README. Data Selection (DS) aims to select a given number of samples from a large, unlabeled dataset for training a capable model in a target domain. In the case of training langauge models, practical DS methods need to efficiently select from raw text corpus containing trillions of tokens. This paper, Data Selection for Language Models via Importance Resampling, proposes such a DS technique that uses importance resampling to obtain samples obeying the target distribution. I will give you a working knowledge of their methods and results in 3 minutes.

Data Selection with Importance Resampling (DSIR)

The problem is formulated as selecting \(K\) training examples from a raw dataset with \(N \gg K\) samples following distribution \(q\) to match a desired target distribution \(p\) given unlabeled target samples. The DSIR framework consists of three steps:

1. Learn proxy distributions on “Bag of hashed n-grams” features: This consists of two steps: (1) Featurize a subset of the raw data and the entire target dataset. The featuried data are 10,000-dimensional vectors. Each dimension contains the count of ngrams that are hashed into the hash bucket associated with that dimension. (2) Fit bag-of-ngrams (BoN) model on the featurized data. The BoN model has 10,000 parameters, each associated with a hash bucket. The learned parameter is simply the average count of ngrams that are hashed into that bucket over the dataset (the Maximum-Likelihood solution). Two BoN models, \(\hat p_{feat}\) and \(\hat q_{feat}\), are fitted on the featurized raw and target datasets, respectively.
2. Compute importance weights: Use the learned BoN model to compute the importance weight of each text chunk \(z_i\): \(w_i = \frac{\hat p_{feat}(z_i)}{\hat q_{feat}(z_i)}\). Text chunks are 128 space-delimited words that pass a set of manually-set filters (e.g., word length, repeat ratio, etc. See Appendix J).
3. Sample: Sample \(K\) examples without replacement from a categorical distribution with probabilities \(\frac{w_i}{\sum_{j=1}^N w_j}\). This is efficiently implemented using the Gumbel top-k trick.
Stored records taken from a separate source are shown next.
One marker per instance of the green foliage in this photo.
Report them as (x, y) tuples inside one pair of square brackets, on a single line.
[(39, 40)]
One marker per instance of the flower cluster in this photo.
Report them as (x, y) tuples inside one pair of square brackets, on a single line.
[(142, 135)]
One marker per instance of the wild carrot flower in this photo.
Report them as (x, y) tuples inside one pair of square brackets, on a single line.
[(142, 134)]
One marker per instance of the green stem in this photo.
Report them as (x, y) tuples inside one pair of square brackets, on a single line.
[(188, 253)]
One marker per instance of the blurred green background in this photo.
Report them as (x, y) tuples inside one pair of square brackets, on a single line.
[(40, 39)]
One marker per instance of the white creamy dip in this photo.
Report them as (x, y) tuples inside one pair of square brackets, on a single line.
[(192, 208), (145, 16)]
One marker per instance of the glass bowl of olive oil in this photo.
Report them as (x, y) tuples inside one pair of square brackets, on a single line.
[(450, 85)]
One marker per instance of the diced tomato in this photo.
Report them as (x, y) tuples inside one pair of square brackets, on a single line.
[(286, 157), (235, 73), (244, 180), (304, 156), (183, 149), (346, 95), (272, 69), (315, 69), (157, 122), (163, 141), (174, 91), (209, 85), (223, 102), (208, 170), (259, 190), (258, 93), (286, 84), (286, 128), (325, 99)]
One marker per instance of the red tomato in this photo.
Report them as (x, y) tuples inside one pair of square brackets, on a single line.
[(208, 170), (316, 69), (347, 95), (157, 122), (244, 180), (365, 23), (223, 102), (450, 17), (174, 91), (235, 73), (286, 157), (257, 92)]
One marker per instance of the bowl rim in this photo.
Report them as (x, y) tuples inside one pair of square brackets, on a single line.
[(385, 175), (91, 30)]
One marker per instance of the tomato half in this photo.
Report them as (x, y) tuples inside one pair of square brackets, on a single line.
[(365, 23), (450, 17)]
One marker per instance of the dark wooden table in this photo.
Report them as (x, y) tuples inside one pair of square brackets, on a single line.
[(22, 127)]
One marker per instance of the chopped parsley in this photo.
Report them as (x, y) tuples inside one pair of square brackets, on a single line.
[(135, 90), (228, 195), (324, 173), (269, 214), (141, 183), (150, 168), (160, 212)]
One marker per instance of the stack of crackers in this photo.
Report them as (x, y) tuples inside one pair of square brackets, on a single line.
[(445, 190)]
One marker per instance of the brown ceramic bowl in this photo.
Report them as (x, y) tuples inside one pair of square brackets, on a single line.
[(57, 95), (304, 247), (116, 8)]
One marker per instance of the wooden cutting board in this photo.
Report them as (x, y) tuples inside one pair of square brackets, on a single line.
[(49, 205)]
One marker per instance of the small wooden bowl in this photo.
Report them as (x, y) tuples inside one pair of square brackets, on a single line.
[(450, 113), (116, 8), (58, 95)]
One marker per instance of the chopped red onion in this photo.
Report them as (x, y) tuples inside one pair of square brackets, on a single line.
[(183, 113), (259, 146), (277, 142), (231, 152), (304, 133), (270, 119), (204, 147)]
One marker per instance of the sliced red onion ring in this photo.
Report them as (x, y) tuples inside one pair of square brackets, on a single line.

Domain-Specific Continous Pretraining Experiments

DSIR is used to select data from the 825GB The Pile dataset for 8 target domains (Computer Science papers, Biomedicine, News, etc.) to continue pretraining starting from a RoBERTa. The baseline systems are random selection, discriminative selection using scores from binary classifiers (heuristic classification), and manual curation. The amount of training is equal for different data selection methods. They use F1-score in downstream datasets as performance metrics.

Performance-wise, DSIR on average improves over random selection by 1.2% and manually curated data by 0.3%. It outperforms heuristic classification by 0.9%.

Compute-wise, DSIR spends 4.5 hours on one machine with 96 CPU cores to select 100M documents from the Pile. Most time (4.36 hours) is spent on computing the importance weights.

General-Domain Training Experiments

Setting Wikipedia and books as the target distribution, DSIR can be used to select data for training general-purpose langauge models. Qualitative study shows that DSIR selects more formal texts than heuristic classification using GPT-3 and random selection. The latter two frequently select code snippets. DSIR improves GLUE performance over the baselines by ~2%, achieving 82.3% average GLUE accuracy.

Concluding Thoughts

From my reading of the paper, DSIR is a practical data selection technique that yields consistent gains when the downstream task is text classification. It is plausible as classification often relies heavily on token (n-gram) identities. It remains to be shown whether the simple bag-of-ngrams model captures essential information for generative language models. It may also be interesting to experiment with the vision-equivalent of bag-of-ngrams for vision or vision-language tasks.